The Commonwealth submitted an impounded appendix of documents from the juvenile’s Department of Youth Services (DYS) commitment extension proceedings, which reflect that the juvenile admitted the crime, but these documents were not before the motion judge below.  Consequently, they are not part of the record on appeal, and we do not consider them.  Mass.R.A.P. 8(a), as amended, 378 Mass. 932 (1979).  Brennan v. The Governor, 405 Mass. 390, 399 n.5 (1989).

     [7] The juvenile’s commitment was later extended to age twenty-one on motion by DYS.

     [8] The juvenile identified these collateral consequences as being subject to the requirements of the sex offender registration statute, G. L. c. 6, §§ 178C-178Q; being subject to the requirement that he provide deoxyribonucleic acid (DNA), G. L. c. 22E, § 3; being subject to civil commitment as a sexually dangerous person, G. L. c. 123A, §§ 1-15; and being subject to lifetime community parole under G. L. c. 265, § 45, and G. L. c. 275, § 18.

     [9] Quotation marks are used here because the affiant used this convention herself in her affidavit, thus suggesting that her relationship to the juvenile was like that of a grandmother rather than being his biological grandmother.  The “grandmother’s” affidavit states that she examined the victim immediately after the incident and saw no evidence of rape.

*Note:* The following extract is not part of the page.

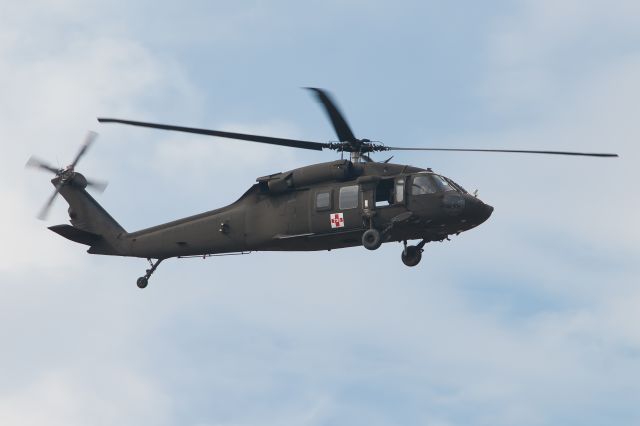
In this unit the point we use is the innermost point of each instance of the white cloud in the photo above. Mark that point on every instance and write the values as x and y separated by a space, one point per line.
512 323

     [10] The docket sheet reflects that juvenile was represented by an attorney named “Rosencrantz.”  Investigation by motion counsel for the juvenile suggests that trial counsel may have been one Dana Rosencranz (note the slightly different spelling of the surname).  Regardless, there was no affidavit from any

attorney who acknowledged being trial counsel for the juvenile.

     [11] This information bore on the juvenile’s claim that his family had not been present during the trial.

     [12] In compliance with the order, the Commonwealth identified Chief Justice Ireland, a probation officer, the juvenile’s cousin, the juvenile’s “grandmother,” the court clerk, and the two attorneys who did not remember being trial counsel.

     [13] The Commonwealth’s notice of appeal purports to appeal from the (a) order of February 2, 2011, allowing the juvenile’s motion for new trial; (b) order of March 21, 2011, allowing the Commonwealth’s motion to vacate the February 2 order; and (c) order of May 2, 2011, allowing the juvenile’s motion for new trial.  However, the notice of appeal was not filed until May 2,

2011, and, therefore, was timely only with respect to the May 2, 2011, order.  See Mass.R.A.P. 4(b), as amended, 431 Mass. 1601 (2000).  The Commonwealth’s appeal from the first two orders is not properly before us.  In any event, we need not reach any substantive issues on the prior orders because we are vacating the May 2 order for new trial, and because the defendant did not appeal from the ruling on his claim that the courtroom at the time of trial was not cleared (see note 11, supra).

     [14] The juvenile argued that there had been a practice of “automatically” exercising the right to a de novo jury trial in all cases.  However, the record did not support this global assertion.  At best, it contained an affidavit from Attorney White (who had not represented the juvenile) that it was his customary practice to claim a de novo jury trial in all his cases.  In any event, it is evident that the judge did not rely on the White affidavit as a basis for allowing the motion, nor could he have done so.  See Commonwealth v. Gordon, 82 Mass. App. Ct. 389, 394-395 (2012) (motion for new trial cannot properly be allowed based upon crediting the defendant’s factual submissions where the Commonwealth disputes the facts and the issue is not one purely of law).

     [15] In fact, the juvenile’s assertion is at least partially undercut by the docket, which reflects that he was advised at arraignment that he had a right to a jury trial in the first instance.